Sermaye ve sermaye sahipleri, paranın büyütülmesi konusunda UZMAN oldukları için gelebilecek tehdit ve tehlikeleri önceden hisseder ve yeni duruma göre de pozisyon almakta mahirdir! Sermaye sahipleri için particilik ya da partizanlık olmaz! Sermaye için dün her daim dünde kalmıştır!

Ya da şöyle ifade edelim!  Sermaye sahipleri ”Öngörü” sahibidir!

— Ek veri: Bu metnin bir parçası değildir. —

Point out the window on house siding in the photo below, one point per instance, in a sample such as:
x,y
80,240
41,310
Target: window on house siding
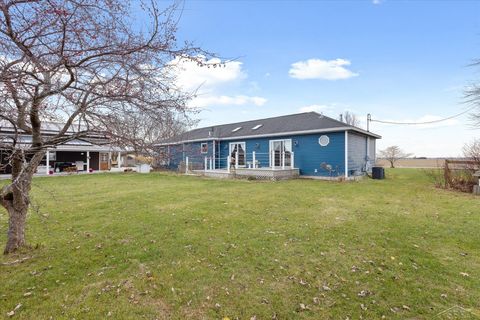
x,y
324,140
204,148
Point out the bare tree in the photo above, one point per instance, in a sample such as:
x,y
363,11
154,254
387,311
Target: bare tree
x,y
392,154
81,63
472,96
350,118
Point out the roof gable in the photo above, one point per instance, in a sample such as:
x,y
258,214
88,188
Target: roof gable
x,y
299,122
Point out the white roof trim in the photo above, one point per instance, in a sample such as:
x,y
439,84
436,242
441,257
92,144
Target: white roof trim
x,y
279,134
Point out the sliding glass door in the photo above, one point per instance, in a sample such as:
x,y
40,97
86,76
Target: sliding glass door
x,y
280,153
237,153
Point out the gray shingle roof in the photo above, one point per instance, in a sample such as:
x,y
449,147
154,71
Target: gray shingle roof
x,y
299,122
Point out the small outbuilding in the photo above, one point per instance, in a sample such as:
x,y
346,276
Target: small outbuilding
x,y
308,144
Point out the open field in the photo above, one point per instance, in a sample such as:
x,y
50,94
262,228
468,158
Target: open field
x,y
161,246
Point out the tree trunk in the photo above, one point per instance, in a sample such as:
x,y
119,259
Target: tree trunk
x,y
15,198
16,227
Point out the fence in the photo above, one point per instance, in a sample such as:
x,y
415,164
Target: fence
x,y
459,174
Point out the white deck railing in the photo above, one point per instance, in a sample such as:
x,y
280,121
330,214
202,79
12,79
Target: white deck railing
x,y
253,160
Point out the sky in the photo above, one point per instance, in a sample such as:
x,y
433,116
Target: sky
x,y
406,61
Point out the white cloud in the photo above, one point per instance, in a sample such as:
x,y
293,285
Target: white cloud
x,y
422,122
316,107
238,100
321,69
191,76
213,80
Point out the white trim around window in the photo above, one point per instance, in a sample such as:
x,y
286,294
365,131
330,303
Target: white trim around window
x,y
204,147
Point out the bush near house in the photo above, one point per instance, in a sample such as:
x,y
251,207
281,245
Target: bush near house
x,y
164,246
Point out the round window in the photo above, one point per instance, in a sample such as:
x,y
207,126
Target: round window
x,y
324,141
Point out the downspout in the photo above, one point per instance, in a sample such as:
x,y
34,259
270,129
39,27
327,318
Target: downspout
x,y
346,154
214,160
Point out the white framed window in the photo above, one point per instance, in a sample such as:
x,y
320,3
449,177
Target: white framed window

Tüm bu gelişmeler ve olaylara bir de bu zaviyeden okuma yapmanın gelecek veya geleceği okuyabilmek çerçevesinden daha faydalı olabileceği kanaatindeyim!

Siyaset ve iktidarda olabilecek bir değişimi, öncelikle sermaye sahipleri çok önceden okur ve ona göre de pozisyon almak zorundadır! Aksi halde var olamaz! Aksi halde yaşayamaz!

2019 yılında, katıldığı bir TV programında; CHP Genel Başkanı Kemal Kılıçdaroğlu;  Ethem Sancak,  15 Temmuz darbe girişiminden sonra;  “ Benim gazetelerim emrinizdedir ” dedi!  Ben de;  “ Estağfurullah, gazeteler medya özgürdür ” dedim, şeklinde açıklamada bulunmuştur!

Kılıçdaroğlu konuşmasının devamında; Ethem Sancak için hafızamda, ezberimde iz bırakan birisi değil!  İz bırakması, onun kulvar değiştirip, medya patronluğu yapması, ona böyle imkanların sağlanması, Erdoğan’ı ailesinden çok daha fazla sevmesi, bende büyük bir hayal kırıklığı yarattı!  Bir insan, başka bir insana saygı duyabilir ama hiç kimse kendi ailesini feda ederek saygı duymaz, o farklı bir şeydir, diyor!